As promised, I meditated on the question of whether dreams can create karma last night, and I also discussed it with the tenzo (cook) at the Zen Center before the Monday night service began.
By the way, Zen literature abounds with stories on the wisdom of the cook. If you have a real question and want a practical answer, they say, don't talk to a monk or some robed cleric, talk to the guy sweating it out in the kitchen - he's the one who probably knows a thing or two.
One day, while Dogen was in China, he saw the old tenzo of the monastery sweating out in the midday sun as he sifted the rice. "You have much seniority here," Dogen said, asking, "Why don't you get some one else to do that for you?"
"Because others are not me," the old man replied, and Dogen was moved by the wisdom of his answer. On the one hand, his answer was direct and simple - he's doing this because he's the cook and others aren't, and he's not about to pick and choose over what he likes and dislikes about those roles (after all, who's to say what's good and what's bad?).
But on a deeper level, he was gently correcting Dogen's error on discriminating between one thing and the other. "Tenzo" and "monk," and "senior" and "junior," are all just arbitrary distinctions of the discriminating mind, and from an absolute perspective, they are not different.

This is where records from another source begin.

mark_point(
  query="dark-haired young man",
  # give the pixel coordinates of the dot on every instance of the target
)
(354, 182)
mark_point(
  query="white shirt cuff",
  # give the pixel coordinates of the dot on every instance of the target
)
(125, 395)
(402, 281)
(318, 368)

The words "others" and "not me" are loaded with meaning in Zen, and by phrasing his answer in those relativistic terms, he was reminding Dogen that he had fallen back into ignorant, dualistic thinking.
But the old tenzo's mind was quick and agile, and although he was not stuck to the relative, he wasn't stuck to the absolute view either. Although self and others are the same from an absolute viewpoint, relatively speaking, there was himself and there were others who were not himself, and he could see the relative difference as well as the absolute sameness, and that is the two arrows meeting in mid-air of the enlightened mind.
So, listen to the cooks - they know a thing or two. Back in the 1950s, when Jack Kerouac and his friends were first discovering Zen, they went around asking each other and their acquaintances koans they had read about in books, which they perceived as sort of Zen riddles. "Why did Bodhidharma come from the West?," they read, and when they posed the question to the night chef at their local bar and grill, he immediately replied "I don't care," and they all agreed that his was the best answer.
But back in the here and now (or there and then, as I'm writing about this later), I had a good talk with the Zen Center tenzo about dreams and karma, and about whether dreams cause karma or karma causes dreams, and we talked about whether we can differentiate between waking thoughts and sleeping dreams, or between the subconscious mind and the so-called conscious mind, and the whole conversation lasted all of about three minutes and neither one of us were talking very rapidly or even very much. Being a good cook, the tenzo knew just how much salt needed to be put in the pot and did not waste a grain, and then let me bring it to a boil in zazen.